Le contrat MMG de Rs 30 milliards aux multiples ramifications

1 month ago - 1 May 2025, lexpress.mu
Rajiv Servansingh
Rajiv Servansingh
L’affaire secouant actuellement la State Trading Corporation (STC) représente l’un des épisodes les plus complexes et sensibles en matière de scandale.

La Financial Crimes Commission (FCC) poursuit une enquête approfondie sur l’attribution controversée d’un contrat d’approvisionnement en carburants d’un montant estimé à Rs 30 milliards à la société Mercantile & Maritime Group (MMG), une entreprise avec une expertise reconnue dans le domaine.

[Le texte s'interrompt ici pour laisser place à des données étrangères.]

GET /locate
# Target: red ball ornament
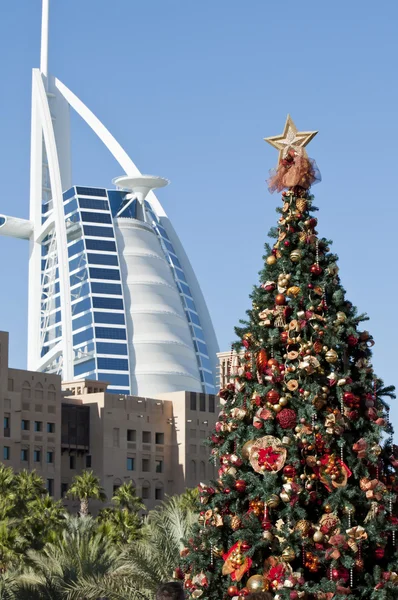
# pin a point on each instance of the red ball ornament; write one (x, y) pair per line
(273, 397)
(287, 418)
(379, 553)
(316, 269)
(240, 485)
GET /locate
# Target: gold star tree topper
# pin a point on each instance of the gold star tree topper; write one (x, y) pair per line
(291, 138)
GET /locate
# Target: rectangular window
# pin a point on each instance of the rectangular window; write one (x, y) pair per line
(83, 336)
(109, 317)
(75, 248)
(212, 404)
(159, 438)
(104, 245)
(113, 364)
(117, 379)
(131, 435)
(114, 303)
(81, 306)
(95, 231)
(83, 191)
(98, 273)
(103, 259)
(110, 334)
(113, 289)
(104, 348)
(82, 321)
(84, 367)
(146, 437)
(50, 487)
(116, 437)
(95, 204)
(89, 217)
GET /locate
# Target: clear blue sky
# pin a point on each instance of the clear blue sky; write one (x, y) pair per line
(190, 89)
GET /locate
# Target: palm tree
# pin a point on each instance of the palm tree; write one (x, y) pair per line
(126, 498)
(85, 487)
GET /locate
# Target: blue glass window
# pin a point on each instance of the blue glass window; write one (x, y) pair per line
(77, 262)
(206, 363)
(101, 245)
(98, 231)
(75, 248)
(83, 336)
(91, 191)
(115, 303)
(201, 347)
(95, 204)
(108, 333)
(105, 348)
(109, 317)
(82, 321)
(81, 306)
(98, 273)
(115, 378)
(103, 259)
(85, 367)
(184, 288)
(180, 275)
(168, 246)
(78, 277)
(96, 217)
(68, 194)
(70, 206)
(80, 292)
(113, 364)
(106, 288)
(190, 303)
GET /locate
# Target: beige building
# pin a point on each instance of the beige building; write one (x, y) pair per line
(30, 406)
(157, 443)
(60, 430)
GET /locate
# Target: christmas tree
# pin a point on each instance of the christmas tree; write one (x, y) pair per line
(305, 504)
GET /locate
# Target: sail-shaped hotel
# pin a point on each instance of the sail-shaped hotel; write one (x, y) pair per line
(112, 295)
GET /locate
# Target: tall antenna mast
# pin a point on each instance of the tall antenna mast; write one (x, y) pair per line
(44, 38)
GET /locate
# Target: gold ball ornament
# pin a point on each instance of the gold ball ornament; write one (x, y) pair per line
(295, 255)
(288, 554)
(247, 449)
(331, 356)
(257, 583)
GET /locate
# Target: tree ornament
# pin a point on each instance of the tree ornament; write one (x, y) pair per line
(331, 356)
(296, 255)
(257, 583)
(246, 449)
(287, 418)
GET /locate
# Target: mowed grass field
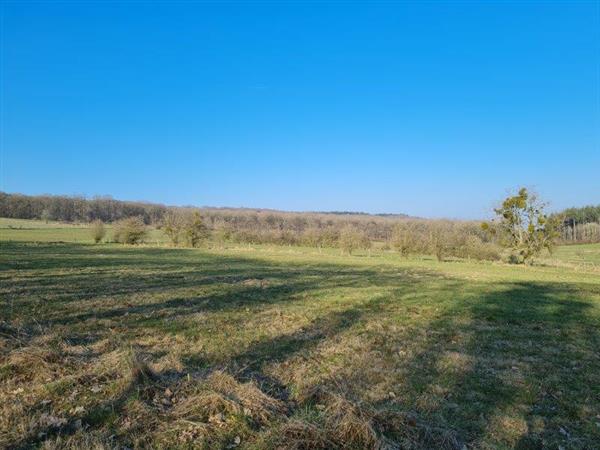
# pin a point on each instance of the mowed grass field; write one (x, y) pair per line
(110, 346)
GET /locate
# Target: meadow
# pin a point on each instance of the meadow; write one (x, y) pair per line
(239, 346)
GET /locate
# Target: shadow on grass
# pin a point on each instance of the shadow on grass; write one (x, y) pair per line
(509, 365)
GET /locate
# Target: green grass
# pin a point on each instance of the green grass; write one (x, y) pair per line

Rajiv Servansingh, directeur général de la STC, a été interrogé hier sous la section 22 de la FCC Act pour public official using office for gratification. Interrogé under warning pendant plus de six heures en présence de son avocat, Mᵉ Shyam Servansingh, il a dû s’expliquer sur une série de choix stratégiques, désormais fortement contestés.

À l’origine, un appel d’offres avait été lancé avec la participation de six sociétés, dont OQ Trading, une entreprise publique d’Oman, qui avait soumis l’offre la plus financièrement avantageuse. Mais, contre toute attente, l’appel d’offres a été annulé sans justification claire, ouvrant la voie à une négociation directe avec MMG. Ce revirement a alimenté de nombreuses interrogations d’autant plus que MMG n’est ni producteur ni distributeur de carburants, mais agit comme simple intermédiaire sur les marchés internationaux. Officiellement, la STC a défendu son choix en mettant en avant la possibilité de régler les transactions en roupies mauriciennes, ce qui aurait permis de préserver les réserves en devises de l’institution, alors sous pression après les effets économiques prolongés de la pandémie de Covid-19. MMG proposait également un délai de paiement plus long et un premium jugé plus faible par rapport à ses concurrents.

Cependant, plusieurs éléments d’enquête ont mis à mal ces arguments. Un procès-verbal daté du 9 août 2024 (voir fac-similé) dont avait fait mention le député Ehsan Juman à l’époque, issu d’une réunion entre MMG, la MauBank et la Banque de Maurice, a révélé que les paiements en roupies effectués par la STC étaient en réalité convertis en devises étrangères – dollars, euros et dirhams – dès réception, annulant de facto les prétendus bénéfices de cette modalité de règlement. De plus, MMG aurait bénéficié d’une garantie bancaire en dollars à hauteur de Rs 15 millions, présentée comme un mécanisme de soutien à la roupie, mais qui s’est révélée être un simple prêt à court terme, remboursé après livraison du carburant.

Les enquêteurs ont également entendu quatre hauts responsables de la STC : le directeur commercial, son adjoint, le directeur de l’audit interne et le responsable des finances. Ces derniers ont affirmé n’avoir subi aucune pression pour favoriser MMG, mais leurs explications sur les critères de sélection restent floues. Ils ont reconnu que la décision de rejeter l’offre omanaise au profit de MMG s’était faite sur la base d’analyses prévisionnelles du marché du pétrole brut, qui annonçaient une hausse des prix au second semestre 2023. Or, ces prévisions ne se sont pas concrétisées et le marché a, au contraire, connu une baisse, remettant en cause la pertinence économique de l’accord.

L’implication de plusieurs institutions financières locales, dont la MauBank et la Silver Bank, fait désormais l’objet d’une attention particulière. Ces établissements auraient joué un rôle actif dans la conversion des fonds, ce qui laisse penser que les ramifications de cette affaire pourraient aller bien au-delà de la STC.

Plusieurs questions restent en suspens : pourquoi avoir écarté un appel d’offres en bonne et due forme pour recourir à une procédure directe? Quel est le taux de conversion exact appliqué aux paiements? En attendant que l’enquête aboutisse, cette affaire révèle des failles qui peuvent facilement dériver vers des pratiques opaques.